Я не ответила, все мои мышцы приятно тянуло, я утопала в наслаждении.
— Смотри, ее нога срослась целиком. — чуть уставшим голосом указал полицейский на мою еще недавно раздробленную голень.
— Ага. — тяжело выдохнул германец. — Hackfleisch (3), да ты уже белый как мел!
“Не останавливайся”
— Ничего, еще немного потерплю. — Я услышала как Богдан обмяк и его расслабленные ноги вытянулись в коленях.
Петер быстро, насколько он мог, перекрыл поступление крови майора в моё тело.
“НЕТ! ЕЩЕ! ЕЩЕ! НЕ ОСТАНАВЛИВАЙСЯ!”
— Знаю, знаю… — Петер на секунду задумался. — Твоя голова еще похожа на blutwurst (4). Слушай сюда… Я сейчас сменю Богдана.
Петер потянул катетер, достал иглу из моей вены и громко позвал Богдана. Иванов ответил что-то нечленораздельное.
— Ок. Все хорошо. Надеюсь сработает.
Я почувствовала у губ теплоту руки германца. Он длинным ногтем на мизинце распорол себе вену на запястье и быстро приложил его к моим губам. Секунду я протестовала, но тут же ухватилась зубами за кожу, втянула первую каплю крови бессмертного. Кровь Петера словно бензин для мотора, прыснула в мое тело. Я горела огнем, каждая моя клеточка протестовала и одновременно испытывала необыкновенное блаженство. Я чувствовала, как по коже моей головы пробежали мурашки, словно искра, высеченная из камня, разожгла огонь неизвестных мне до селе чувств.

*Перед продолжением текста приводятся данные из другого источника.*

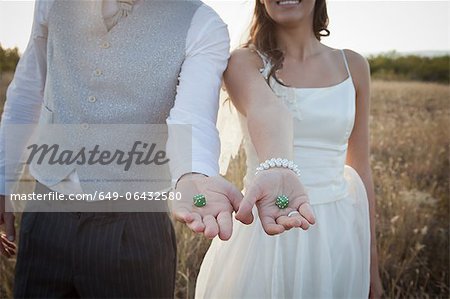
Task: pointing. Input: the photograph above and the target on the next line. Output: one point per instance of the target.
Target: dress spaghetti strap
(346, 63)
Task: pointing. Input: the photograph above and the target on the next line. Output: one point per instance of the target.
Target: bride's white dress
(330, 259)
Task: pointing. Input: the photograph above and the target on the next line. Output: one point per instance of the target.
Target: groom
(85, 59)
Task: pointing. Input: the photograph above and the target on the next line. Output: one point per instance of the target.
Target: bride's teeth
(288, 2)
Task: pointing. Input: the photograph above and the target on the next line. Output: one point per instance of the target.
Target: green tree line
(391, 66)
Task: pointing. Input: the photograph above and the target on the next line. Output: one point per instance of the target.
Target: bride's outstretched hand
(269, 192)
(207, 204)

Из неги меня вырвали грубым криком.
Петер корчился от боли рядом со мной, метался на месте, цеплялся пальцами за мраморный окровавленный пол.
Зрение ко мне вернулось и я открыла глаза. Петера трясло, его глаза закатились, были видны только белки, изо рта пошла пена. Его живот был похож на фарш. Регенерация его тела замедлилась, он отдавал все свои силы мне. Я испугалась, сжалась вся внутри и отпрянула от его запястья.

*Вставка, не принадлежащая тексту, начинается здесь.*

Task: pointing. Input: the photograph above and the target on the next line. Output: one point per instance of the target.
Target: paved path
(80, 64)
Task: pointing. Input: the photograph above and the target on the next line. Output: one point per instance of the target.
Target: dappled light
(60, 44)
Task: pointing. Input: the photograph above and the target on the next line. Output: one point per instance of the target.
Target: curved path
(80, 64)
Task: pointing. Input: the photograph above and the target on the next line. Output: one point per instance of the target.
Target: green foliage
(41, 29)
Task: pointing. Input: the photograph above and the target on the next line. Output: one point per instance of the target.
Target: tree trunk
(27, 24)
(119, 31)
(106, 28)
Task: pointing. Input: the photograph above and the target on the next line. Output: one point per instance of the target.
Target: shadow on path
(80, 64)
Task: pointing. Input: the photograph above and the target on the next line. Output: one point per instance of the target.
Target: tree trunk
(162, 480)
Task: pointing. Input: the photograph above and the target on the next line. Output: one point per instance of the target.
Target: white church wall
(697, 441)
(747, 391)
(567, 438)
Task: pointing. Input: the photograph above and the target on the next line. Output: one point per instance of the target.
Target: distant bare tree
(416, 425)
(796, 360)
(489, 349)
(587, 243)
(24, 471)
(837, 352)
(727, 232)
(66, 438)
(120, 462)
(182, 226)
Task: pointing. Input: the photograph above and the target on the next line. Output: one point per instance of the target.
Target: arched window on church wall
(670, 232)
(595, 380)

Петер схватился за растерзанную руку и тихо завыл.
Я села, выпрямилась и потрогала свою голову. Половины недавно отросших волос не было, лишь голая кожа на скальпе. Я провела ладонями по векам, скулам — Турский действительно отстрелил мне часть головы своим обрезом.
Теперь это было личное.
— Где Турский? — спросила я Богдана, что с трудом держался в сознании.
— Убежал. — прошептал Иванов.
— Петер, ты как? — я посмотрела на германца, что уже и не пытался скрыть свое состояние за ругательствами и бравадами.
— Плохо. Verdammt (5), как же больно! — Петер утер слезы с щек. — Я в аду. Ты даже не представляешь насколько это больно, когда твою кровь пьют!
Я захлопала глазами:
— Не может быть. Я же давала свое запястье Роману и ничего не чувствовала.